When trying to build a news aggregator, I had a problem of finding the category names of news articles, since different websites are using different tags for their content. So, it is very difficult to find them on the webpage and align them. For solving this problem, I have used machine learning methods to build a classifier that automatically recognizes the category of the news article. It receives the URL of the article and gives the category name as an output. The structure of the project is presented below.
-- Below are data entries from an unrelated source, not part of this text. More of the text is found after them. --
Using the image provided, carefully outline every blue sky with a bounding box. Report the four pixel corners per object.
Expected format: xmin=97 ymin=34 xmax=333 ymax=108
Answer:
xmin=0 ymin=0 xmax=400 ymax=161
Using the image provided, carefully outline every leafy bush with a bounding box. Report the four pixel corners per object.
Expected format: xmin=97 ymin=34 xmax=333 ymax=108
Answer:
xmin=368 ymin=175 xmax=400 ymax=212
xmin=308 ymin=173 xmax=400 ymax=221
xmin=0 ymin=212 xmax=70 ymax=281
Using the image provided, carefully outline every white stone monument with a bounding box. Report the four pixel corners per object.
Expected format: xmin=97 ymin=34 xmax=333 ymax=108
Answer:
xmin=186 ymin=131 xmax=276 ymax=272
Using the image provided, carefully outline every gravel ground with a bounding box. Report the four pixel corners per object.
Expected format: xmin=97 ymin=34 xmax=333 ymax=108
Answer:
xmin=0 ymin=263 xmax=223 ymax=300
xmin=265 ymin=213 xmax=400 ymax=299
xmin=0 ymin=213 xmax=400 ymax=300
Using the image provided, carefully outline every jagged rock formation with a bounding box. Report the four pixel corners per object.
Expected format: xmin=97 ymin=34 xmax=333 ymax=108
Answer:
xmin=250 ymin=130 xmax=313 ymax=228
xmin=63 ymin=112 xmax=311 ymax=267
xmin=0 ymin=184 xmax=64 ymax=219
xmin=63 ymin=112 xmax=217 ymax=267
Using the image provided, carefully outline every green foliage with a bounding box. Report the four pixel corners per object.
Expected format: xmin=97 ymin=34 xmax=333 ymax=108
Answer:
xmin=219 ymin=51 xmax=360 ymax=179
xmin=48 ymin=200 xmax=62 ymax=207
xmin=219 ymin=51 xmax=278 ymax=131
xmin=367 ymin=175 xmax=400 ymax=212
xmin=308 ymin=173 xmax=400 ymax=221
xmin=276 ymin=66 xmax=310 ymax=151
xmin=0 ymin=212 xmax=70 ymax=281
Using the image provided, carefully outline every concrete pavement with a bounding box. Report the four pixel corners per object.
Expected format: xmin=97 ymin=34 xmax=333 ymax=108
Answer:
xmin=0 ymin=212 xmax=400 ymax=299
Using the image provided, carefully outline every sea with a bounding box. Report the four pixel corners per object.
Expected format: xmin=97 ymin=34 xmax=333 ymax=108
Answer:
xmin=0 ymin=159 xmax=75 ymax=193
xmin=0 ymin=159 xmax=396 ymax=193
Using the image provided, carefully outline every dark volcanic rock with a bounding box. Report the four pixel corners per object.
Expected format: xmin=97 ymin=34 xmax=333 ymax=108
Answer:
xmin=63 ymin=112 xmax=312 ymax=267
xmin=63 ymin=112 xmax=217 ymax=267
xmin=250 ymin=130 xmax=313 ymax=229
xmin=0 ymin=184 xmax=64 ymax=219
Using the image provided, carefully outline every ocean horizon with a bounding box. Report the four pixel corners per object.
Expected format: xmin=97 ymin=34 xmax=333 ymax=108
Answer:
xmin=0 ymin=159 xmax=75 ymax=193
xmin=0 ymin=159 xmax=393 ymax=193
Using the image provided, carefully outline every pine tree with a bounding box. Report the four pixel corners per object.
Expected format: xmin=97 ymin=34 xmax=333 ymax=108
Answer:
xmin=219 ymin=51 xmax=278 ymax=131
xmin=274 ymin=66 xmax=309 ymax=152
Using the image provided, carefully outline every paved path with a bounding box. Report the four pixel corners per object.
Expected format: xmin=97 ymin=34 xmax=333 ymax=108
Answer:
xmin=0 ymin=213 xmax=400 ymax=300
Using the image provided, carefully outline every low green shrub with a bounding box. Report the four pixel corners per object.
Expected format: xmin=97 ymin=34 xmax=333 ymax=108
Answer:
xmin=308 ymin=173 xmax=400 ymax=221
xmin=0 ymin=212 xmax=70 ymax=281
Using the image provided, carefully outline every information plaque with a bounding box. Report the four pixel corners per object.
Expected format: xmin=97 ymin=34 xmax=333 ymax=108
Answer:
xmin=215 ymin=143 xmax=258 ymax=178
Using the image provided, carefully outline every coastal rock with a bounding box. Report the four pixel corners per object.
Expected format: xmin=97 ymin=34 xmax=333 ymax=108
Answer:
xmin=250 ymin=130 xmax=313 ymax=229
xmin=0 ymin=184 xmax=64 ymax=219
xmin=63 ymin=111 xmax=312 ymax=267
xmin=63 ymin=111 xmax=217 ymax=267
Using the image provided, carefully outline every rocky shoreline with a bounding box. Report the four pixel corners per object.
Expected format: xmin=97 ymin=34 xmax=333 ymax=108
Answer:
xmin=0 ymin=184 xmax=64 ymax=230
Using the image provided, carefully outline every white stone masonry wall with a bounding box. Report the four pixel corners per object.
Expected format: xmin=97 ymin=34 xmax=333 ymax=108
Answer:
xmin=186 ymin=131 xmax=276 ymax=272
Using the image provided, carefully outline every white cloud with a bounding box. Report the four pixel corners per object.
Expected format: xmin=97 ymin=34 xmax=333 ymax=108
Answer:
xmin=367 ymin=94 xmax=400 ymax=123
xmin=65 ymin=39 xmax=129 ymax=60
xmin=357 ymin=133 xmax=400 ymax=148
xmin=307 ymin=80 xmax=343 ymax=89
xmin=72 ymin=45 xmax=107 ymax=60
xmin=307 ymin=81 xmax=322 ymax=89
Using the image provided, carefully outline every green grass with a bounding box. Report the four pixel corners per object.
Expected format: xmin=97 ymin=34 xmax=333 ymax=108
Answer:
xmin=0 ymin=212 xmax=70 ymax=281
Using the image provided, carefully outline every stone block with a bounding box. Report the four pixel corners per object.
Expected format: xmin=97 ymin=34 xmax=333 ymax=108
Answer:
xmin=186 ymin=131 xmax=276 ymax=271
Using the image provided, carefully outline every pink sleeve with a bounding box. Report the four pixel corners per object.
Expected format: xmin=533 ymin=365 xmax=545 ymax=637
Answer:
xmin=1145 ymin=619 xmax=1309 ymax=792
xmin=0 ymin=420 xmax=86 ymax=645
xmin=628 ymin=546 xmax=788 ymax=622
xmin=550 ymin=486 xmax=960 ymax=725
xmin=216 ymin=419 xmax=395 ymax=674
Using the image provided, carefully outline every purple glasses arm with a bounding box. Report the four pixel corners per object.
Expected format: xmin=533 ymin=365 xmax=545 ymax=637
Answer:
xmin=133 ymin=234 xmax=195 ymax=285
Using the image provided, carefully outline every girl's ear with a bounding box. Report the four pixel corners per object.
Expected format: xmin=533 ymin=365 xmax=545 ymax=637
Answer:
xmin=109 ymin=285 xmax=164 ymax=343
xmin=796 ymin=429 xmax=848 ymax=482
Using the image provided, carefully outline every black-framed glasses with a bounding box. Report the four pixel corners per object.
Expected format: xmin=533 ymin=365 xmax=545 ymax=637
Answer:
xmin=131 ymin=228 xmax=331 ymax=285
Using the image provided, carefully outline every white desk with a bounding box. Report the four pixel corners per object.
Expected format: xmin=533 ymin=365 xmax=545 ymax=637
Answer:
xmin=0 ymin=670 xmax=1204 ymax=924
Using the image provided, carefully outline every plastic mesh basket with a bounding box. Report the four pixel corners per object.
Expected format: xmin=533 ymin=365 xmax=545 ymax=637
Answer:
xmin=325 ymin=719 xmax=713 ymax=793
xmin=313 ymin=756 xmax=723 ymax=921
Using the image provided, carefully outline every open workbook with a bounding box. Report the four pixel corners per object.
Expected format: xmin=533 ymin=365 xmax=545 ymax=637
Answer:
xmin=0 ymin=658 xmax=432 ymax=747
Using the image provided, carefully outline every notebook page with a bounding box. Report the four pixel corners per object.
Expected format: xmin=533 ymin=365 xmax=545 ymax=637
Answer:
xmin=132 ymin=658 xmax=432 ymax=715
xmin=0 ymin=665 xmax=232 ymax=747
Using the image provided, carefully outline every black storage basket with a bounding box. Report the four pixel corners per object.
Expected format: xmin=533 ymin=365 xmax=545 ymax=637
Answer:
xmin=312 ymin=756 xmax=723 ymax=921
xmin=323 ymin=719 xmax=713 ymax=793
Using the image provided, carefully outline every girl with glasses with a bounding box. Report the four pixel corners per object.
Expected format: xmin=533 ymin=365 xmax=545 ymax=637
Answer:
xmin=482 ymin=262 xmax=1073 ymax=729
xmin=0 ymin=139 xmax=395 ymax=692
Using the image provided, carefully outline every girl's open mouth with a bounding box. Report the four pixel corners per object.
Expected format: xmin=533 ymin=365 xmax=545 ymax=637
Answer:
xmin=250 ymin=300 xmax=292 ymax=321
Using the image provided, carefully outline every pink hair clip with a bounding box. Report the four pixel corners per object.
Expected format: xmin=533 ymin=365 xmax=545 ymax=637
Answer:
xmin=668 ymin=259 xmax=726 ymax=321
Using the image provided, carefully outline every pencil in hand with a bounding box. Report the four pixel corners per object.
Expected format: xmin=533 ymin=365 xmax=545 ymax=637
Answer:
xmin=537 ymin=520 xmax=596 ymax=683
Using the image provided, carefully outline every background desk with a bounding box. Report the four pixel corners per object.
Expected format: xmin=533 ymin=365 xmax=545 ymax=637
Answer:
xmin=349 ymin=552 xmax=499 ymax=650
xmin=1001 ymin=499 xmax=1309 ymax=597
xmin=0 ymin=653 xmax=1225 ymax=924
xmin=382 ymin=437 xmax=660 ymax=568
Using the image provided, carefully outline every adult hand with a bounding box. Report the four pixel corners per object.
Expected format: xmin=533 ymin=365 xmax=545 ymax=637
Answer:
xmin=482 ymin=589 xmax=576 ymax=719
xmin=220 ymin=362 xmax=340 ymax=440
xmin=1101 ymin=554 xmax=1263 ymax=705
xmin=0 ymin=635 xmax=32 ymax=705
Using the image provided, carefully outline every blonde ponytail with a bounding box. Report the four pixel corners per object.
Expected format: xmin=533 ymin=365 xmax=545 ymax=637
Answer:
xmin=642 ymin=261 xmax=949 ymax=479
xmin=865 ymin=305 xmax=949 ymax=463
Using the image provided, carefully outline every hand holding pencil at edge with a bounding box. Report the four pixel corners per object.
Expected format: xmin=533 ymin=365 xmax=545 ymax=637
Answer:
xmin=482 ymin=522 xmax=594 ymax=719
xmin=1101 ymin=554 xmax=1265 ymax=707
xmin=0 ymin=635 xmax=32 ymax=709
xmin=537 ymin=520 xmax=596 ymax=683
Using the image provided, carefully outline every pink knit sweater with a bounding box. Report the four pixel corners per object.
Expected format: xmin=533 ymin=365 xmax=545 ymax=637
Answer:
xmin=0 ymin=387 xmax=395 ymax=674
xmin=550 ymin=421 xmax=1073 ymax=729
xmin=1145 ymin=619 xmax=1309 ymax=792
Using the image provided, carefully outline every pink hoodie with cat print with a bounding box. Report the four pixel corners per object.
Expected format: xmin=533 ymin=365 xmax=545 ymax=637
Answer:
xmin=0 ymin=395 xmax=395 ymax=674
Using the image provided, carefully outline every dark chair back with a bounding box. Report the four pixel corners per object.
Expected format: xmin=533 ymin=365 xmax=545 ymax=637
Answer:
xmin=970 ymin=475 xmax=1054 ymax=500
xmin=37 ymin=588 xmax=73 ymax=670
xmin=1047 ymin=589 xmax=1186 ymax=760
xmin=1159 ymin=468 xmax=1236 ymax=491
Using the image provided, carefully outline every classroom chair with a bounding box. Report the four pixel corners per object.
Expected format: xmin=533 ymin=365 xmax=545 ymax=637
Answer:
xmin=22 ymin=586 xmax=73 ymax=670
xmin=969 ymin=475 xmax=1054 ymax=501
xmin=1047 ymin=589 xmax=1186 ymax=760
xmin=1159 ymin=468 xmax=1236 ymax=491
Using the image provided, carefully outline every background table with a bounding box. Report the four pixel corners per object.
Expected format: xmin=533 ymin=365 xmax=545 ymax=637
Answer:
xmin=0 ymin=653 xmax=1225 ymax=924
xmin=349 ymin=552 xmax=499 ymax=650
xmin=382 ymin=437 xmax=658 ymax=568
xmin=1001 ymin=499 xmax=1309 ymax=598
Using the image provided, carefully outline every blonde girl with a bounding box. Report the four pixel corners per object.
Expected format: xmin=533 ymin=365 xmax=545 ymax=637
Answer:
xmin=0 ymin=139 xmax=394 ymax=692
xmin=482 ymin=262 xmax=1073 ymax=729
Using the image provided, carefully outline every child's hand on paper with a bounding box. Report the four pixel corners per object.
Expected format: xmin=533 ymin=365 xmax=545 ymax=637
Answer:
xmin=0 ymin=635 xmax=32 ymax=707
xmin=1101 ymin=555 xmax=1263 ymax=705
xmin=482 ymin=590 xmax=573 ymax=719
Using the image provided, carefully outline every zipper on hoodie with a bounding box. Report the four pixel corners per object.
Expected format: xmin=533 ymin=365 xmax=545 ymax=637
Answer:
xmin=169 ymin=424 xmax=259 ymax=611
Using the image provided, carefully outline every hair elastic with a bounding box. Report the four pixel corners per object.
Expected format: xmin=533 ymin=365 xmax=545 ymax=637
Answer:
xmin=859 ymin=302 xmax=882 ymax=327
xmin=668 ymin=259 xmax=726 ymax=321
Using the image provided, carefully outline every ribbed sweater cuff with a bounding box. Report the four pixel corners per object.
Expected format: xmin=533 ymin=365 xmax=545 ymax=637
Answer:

  • Creating the Training Set and the Test Set
  • Training the Classifier with Different Methods and Testing
  • Creating a Function that Extracts the Body of the Article
  • Retraining the Classifier with the Lists of Exact Bodies of the Articles
  • Creating the Form

enter image description here

Creating the Training Set and the Test Set

In order to make the program recognize the category of an article, I needed to have a list of articles on which the program would train. So, I first used the 'Import' function on the links of politics and sport categories of several news websites and got their hyperlinks. These hyperlinks included not only the ones of exact articles, but also those of different subsections of the webpage. Since the URLs of the articles included keywords that others did not have, I could check the presence of the keyword in the hyperlinks and could take the ones that had the keyword in them. The following code is an example of the described filtering done on the list of hyperlinks imported from theweek.com ("articles" is the keyword present in the hyperlinks of the articles).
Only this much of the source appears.